I would appreciate help in identifying these hitchhikers that came in on 2 different pieces of Live Rock from the same LFS.

The first pic I think is a Condilactus Anemone but would appreciate confirmation.

The Second looks to me like a BTA (Bubble Tip Anemone) but I am no expert.

The third appears to be some type of Clam or Oyster that seems to be upside down on the rock and you can see a bit of purple color at one end when it's open. It opens and closes by itself.


----------



## TheOldSalt (Jan 28, 2005)

Condylactis anemone in the top pic. Nice hitchhiker!

Not sure about the second one; it looks like something that's growing back after having been cut.
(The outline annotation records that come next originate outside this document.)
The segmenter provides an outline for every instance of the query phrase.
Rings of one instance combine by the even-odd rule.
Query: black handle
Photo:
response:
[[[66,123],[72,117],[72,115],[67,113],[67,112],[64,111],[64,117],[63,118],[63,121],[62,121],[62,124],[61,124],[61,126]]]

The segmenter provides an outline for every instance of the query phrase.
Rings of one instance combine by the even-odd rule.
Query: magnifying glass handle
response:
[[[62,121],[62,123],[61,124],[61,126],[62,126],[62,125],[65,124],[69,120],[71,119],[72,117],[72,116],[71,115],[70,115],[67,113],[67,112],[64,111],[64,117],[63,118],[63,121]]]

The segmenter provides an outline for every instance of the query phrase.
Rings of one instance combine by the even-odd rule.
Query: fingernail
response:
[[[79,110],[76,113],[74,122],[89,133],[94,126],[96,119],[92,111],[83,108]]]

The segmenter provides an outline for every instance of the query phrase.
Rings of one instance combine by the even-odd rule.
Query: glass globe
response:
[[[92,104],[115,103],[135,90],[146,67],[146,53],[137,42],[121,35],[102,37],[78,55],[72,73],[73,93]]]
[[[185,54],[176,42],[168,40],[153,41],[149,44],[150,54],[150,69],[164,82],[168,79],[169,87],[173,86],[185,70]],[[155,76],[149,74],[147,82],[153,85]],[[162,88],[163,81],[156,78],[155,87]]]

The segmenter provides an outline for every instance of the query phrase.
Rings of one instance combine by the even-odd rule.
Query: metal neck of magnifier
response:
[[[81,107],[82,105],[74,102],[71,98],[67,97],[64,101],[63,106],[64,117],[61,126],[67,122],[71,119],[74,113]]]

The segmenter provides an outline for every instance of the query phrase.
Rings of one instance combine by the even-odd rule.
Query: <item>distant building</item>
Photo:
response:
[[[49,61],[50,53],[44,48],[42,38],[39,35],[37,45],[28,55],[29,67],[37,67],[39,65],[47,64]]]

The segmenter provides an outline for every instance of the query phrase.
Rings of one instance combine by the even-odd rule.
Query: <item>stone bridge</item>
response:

Those mussels are common on live rock from the Gulf. They live very well if your water is dirty, but die if things get too clean for them. You could always feed them, of course. Those little green m&m looking things near the mussel are _Valonia_ sp algae balls. They're cute up to a point, but eventually they burst, releasing thousands of spores which then settle to take over your tank.


----------



## Reefneck (Oct 15, 2005)

Thanks OS! 

So should I scrub the rocks and lose that alge? Guess that muscle wont last long then since my water is good atm. 

Anybody else on what looks like a BTA?


----------